Disability campaigners in Devon are warning changes in concessionary fares will make life worse for some people in the county.
The local-run Devonwide pass, which allows disabled travellers' carers free travel on off-peak buses with the person they care for, ends in April.
A new national scheme starts on 1 April, but carers are not covered.
Campaigners say the change will hit the county's disabled severely if they have to pay carers' fares too.
The Devon-run pass allows carers' concessions in most of the county, except in areas run by two unitary authorities.
In Torbay, carers get free travel within the bay but the council has not yet decided what will happen in April.
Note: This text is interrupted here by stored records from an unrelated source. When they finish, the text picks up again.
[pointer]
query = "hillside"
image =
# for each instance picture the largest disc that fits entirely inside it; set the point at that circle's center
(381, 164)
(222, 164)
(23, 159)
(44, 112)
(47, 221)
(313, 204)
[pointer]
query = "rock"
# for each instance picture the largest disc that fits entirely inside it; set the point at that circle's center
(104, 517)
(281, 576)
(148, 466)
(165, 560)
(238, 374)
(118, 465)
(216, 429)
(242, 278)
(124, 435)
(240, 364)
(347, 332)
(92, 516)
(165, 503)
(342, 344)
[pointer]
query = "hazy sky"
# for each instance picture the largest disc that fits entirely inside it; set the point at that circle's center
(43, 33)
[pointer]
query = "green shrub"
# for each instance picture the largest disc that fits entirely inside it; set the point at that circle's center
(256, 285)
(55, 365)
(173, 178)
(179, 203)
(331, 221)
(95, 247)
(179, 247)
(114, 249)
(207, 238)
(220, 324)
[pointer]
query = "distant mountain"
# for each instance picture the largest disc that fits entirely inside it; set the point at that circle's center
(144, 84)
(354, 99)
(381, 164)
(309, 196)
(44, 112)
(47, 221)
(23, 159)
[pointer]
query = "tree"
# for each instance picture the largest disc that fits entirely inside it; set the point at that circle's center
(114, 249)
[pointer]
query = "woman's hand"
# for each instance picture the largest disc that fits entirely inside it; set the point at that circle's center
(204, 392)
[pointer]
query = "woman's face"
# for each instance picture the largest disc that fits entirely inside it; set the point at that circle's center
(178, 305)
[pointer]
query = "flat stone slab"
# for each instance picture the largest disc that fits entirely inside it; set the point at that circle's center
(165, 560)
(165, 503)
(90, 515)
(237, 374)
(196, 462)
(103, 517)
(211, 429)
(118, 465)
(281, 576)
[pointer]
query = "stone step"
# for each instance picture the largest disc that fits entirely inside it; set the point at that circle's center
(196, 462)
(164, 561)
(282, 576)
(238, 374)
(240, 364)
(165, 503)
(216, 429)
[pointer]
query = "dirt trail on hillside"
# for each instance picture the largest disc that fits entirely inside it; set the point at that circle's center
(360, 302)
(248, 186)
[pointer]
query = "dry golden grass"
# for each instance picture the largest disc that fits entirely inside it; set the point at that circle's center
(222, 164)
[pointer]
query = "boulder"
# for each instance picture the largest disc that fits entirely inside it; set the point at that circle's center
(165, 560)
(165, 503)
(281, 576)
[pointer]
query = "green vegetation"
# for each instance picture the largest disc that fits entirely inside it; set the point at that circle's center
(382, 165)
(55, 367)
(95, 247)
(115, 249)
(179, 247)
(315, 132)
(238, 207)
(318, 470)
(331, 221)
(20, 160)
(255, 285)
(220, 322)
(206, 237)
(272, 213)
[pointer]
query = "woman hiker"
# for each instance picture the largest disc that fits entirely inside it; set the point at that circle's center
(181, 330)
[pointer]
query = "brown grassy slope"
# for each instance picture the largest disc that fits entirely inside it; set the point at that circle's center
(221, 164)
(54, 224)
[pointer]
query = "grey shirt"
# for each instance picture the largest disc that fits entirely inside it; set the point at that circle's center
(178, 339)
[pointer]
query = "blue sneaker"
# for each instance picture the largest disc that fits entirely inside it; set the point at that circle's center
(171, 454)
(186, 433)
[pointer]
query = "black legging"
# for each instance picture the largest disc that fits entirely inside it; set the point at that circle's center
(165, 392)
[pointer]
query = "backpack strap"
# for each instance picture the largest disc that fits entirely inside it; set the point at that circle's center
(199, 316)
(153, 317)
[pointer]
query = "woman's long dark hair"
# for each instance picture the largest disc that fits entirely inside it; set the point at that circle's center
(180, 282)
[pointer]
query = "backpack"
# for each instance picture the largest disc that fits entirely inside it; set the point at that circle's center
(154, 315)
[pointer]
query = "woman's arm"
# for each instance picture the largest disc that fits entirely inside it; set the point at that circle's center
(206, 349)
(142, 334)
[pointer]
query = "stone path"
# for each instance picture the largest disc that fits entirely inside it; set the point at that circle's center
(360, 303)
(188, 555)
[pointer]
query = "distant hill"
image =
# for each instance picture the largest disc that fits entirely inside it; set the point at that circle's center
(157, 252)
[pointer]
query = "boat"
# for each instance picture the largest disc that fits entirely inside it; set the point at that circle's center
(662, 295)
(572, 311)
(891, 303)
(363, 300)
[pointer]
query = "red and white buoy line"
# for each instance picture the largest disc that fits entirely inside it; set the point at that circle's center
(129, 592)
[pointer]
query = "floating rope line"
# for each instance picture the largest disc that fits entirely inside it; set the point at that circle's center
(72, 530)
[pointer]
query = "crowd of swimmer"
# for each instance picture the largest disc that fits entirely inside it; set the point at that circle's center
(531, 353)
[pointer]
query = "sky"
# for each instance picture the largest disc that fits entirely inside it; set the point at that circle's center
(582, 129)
Carers in Plymouth have never had concessions.
However, campaigners said the loss of the carers' concessions would have a huge impact on the most severely disabled it currently helped.
Bob Newton, of the Teignbridge Access group, said: "This will impact certainly on the disabled person's revenue, because disabled people are certainly financially more challenged because of their disability."
Devon's local councils said the government was not paying enough for the new scheme anyway, and that carers' passes should be financed on a national basis.
Alan Connett, of Teignbridge District Council, who speaks for all Devon's district councils on the issue, said: "The solution is quite simple.
"The government frankly just ought to pay for the scheme, including carers. That would be the easiest and simplest thing to do.
"Councils across the county and the South West are struggling to put the money aside for this scheme because it is simply under-funded."
The new national pass also offers those aged 60 and over free off-peak local bus travel.